Nachdem die Schüler mit Berner ausgiebig über fair gehandelte Produkte diskutiert hatten, rückten verwandte Themen wie Umwelt- und Klimaschutz in den Fokus. „Was machen Sie denn da genau?“, fragte eine Siebtklässlerin. Die Stadt Fellbach habe schon in den 1990er-Jahren einen Umweltbeauftragten eingestellt und dem Natur-, Klima- und Umweltschutz seither viel Bedeutung beigemessen, auch durch den weitgehenden Verzicht auf die Versiegelung von Flächen im Außenbereich.
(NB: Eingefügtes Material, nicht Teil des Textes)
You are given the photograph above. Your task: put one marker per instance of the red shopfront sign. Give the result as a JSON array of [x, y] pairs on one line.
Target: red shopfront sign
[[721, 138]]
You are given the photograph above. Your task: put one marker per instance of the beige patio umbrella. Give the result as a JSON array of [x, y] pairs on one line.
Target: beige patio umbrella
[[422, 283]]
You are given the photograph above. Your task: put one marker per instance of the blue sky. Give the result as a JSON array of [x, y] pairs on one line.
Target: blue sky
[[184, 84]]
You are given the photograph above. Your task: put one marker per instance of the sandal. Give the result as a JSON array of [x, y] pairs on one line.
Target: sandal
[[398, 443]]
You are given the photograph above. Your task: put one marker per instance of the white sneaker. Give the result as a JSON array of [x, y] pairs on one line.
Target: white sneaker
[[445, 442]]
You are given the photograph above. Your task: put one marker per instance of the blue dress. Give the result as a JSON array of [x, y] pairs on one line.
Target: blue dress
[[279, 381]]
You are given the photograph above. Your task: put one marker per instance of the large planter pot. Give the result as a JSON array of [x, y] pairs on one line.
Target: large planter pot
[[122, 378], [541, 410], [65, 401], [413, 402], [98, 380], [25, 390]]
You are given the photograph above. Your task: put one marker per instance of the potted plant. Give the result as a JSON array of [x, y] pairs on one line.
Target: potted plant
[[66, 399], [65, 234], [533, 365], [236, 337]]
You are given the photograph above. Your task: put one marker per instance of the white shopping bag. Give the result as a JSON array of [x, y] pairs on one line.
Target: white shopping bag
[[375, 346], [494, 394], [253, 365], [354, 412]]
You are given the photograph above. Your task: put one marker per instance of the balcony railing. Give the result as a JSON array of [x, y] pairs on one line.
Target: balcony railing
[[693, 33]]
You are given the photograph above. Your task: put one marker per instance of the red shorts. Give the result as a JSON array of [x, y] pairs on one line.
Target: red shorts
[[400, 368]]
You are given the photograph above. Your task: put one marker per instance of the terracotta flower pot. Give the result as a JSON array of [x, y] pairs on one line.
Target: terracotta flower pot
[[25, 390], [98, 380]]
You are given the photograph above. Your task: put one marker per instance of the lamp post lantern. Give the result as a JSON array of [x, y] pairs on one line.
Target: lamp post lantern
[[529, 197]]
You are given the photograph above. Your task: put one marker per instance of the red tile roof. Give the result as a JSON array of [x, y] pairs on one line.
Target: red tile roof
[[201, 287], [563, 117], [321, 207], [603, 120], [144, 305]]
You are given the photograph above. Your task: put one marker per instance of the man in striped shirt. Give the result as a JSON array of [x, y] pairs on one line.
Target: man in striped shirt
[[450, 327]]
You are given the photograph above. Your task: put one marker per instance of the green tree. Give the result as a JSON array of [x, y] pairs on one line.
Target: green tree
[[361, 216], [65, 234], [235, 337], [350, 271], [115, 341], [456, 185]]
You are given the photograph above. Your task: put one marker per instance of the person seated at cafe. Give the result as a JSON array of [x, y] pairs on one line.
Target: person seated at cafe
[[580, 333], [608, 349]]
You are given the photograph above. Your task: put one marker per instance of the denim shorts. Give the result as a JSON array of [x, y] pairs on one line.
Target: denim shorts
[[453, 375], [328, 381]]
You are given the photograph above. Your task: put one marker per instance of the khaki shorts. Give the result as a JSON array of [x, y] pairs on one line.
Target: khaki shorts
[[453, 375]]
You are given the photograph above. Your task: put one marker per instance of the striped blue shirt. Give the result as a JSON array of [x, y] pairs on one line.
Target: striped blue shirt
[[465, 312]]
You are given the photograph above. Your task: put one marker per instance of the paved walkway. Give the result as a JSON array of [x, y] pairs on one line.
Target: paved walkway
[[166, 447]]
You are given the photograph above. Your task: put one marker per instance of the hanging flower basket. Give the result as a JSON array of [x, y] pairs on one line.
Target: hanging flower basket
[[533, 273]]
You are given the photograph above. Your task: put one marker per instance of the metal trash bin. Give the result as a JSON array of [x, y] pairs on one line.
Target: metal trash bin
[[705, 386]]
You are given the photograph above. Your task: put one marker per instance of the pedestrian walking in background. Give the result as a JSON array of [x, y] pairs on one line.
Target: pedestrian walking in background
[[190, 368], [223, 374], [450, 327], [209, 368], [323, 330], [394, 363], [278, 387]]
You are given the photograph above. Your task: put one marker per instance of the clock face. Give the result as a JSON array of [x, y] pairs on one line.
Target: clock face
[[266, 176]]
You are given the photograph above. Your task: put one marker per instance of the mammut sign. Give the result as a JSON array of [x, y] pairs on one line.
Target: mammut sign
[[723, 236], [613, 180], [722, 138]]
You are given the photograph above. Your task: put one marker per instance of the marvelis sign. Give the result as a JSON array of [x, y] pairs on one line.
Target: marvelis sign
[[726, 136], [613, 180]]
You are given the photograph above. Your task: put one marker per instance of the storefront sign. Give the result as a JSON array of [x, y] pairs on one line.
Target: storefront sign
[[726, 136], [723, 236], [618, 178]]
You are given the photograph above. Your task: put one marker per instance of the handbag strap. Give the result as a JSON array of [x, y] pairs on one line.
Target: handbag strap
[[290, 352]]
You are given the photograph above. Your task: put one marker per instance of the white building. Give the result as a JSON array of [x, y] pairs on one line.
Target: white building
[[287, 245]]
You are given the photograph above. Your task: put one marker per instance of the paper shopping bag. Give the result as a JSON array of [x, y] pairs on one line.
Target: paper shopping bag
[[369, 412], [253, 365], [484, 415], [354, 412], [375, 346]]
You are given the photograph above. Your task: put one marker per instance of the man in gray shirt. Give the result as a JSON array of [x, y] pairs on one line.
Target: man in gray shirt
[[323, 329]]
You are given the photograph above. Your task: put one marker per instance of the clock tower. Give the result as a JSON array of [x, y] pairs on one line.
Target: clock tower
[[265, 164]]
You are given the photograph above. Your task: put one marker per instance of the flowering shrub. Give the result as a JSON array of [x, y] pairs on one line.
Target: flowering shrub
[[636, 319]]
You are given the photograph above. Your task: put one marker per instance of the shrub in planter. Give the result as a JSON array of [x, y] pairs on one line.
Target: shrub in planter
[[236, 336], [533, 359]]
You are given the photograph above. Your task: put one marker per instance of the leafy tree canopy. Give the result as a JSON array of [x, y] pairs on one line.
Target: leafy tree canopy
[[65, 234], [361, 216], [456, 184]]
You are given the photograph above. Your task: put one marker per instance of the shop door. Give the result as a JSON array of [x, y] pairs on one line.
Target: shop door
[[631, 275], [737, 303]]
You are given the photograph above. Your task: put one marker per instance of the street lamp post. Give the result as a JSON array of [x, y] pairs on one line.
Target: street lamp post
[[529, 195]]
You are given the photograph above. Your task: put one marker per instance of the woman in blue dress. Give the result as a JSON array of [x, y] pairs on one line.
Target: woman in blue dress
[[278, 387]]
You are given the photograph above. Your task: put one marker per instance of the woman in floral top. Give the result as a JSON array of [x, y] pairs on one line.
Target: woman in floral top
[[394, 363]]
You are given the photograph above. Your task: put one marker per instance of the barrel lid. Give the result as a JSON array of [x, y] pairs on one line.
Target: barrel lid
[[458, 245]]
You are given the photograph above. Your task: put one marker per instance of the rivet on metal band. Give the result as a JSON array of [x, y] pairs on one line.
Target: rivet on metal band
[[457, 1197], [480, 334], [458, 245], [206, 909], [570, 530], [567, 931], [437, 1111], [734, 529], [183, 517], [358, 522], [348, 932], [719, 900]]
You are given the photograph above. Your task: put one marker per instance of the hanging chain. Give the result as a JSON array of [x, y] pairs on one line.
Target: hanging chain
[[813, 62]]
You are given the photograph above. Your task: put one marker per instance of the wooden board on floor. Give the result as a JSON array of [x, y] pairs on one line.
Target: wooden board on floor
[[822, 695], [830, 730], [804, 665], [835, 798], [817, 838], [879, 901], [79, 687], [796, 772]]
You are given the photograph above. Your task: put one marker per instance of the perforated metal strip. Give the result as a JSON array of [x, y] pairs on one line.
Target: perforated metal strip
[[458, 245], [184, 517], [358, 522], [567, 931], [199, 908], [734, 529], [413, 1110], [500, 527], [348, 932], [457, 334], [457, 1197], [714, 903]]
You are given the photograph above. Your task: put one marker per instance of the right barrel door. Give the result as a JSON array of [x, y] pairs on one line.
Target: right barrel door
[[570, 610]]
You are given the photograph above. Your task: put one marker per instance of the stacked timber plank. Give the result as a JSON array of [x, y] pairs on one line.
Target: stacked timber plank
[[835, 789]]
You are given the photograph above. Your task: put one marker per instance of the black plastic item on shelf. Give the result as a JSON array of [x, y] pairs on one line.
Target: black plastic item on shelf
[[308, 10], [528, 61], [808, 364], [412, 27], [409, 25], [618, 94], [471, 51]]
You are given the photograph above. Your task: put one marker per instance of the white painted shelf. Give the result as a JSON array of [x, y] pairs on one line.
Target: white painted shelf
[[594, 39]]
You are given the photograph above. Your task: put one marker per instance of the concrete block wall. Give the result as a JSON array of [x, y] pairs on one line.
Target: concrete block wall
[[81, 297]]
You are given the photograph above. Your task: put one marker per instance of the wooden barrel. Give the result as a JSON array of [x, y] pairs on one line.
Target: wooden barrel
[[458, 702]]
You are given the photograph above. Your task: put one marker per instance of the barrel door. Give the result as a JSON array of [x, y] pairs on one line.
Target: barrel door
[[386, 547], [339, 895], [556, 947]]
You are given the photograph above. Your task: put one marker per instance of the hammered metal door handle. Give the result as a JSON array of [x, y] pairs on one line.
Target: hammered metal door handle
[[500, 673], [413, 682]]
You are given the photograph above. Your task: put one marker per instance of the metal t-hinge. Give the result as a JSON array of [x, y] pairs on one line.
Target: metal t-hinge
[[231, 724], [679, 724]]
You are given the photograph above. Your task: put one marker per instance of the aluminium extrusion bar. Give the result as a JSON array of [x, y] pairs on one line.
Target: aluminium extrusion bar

Um die gewachsenen Herausforderungen zu stemmen, werde der Personaleinsatz aktuell vergrößert. Eine neu eingestellte Mitarbeiterin werde unter anderem einen Klimaschutzplan erarbeiten. Daneben werde viel Arbeit in die E- und Radmobilität gesteckt, „da ändert sich im Moment sehr viel; und das sind nur die besonders gut sichtbaren Beispiele“. Sorgen bereitet Berner momentan die zunehmende Vermüllung und Verschmutzung im Stadtgebiet. Seit Corona habe sich das Müllaufkommen im öffentlichen Raum nahezu verdoppelt. Die städtischen Mülleimer seien „übervoll“, oft liege der Abfall einfach daneben. „Warum wird im öffentlichen Raum eigentlich nicht getrennt?“, schallte es aus dem Schülerplenum. Das sei natürlich wünschenswert, aber für die Bürger in der Praxis nur schwer umzusetzen. „Wir können nicht erwarten, dass nach dem Imbiss noch die Sauce vom Teller gekratzt wird, um Papier, Plastik und Restmüll korrekt zu trennen.“ Berner wünscht sich vielmehr, dass Bürger möglichst keinen Abfall mehr im öffentlichen Raum entsorgen, weil sie ihn mit nach Hause nehmen. „In den Haushalten haben wir ja ganz überwiegend eine funktionierende Trennung.“

Zum Ende des Gesprächs ermunterte Johannes Berner die Schüler im Saal, sich ihre kritische Haltung und ihr Engagement weiterhin zu bewahren und sich etwa bewusst für eine Kandidatur bei den nächsten Wahlen zum Jugendgemeinderat bereitzustellen. Von dort habe schon bei einigen jungen Menschen der Weg später direkt in den Gemeinderat geführt, in dem die großen Fragen der Nachhaltigkeit und Gerechtigkeit immer wieder in praktische Lösungen übersetzt werden müssten. Ein Wiedersehen mit den Schülern im Großen Saal des Rathauses ist also nicht ausgeschlossen.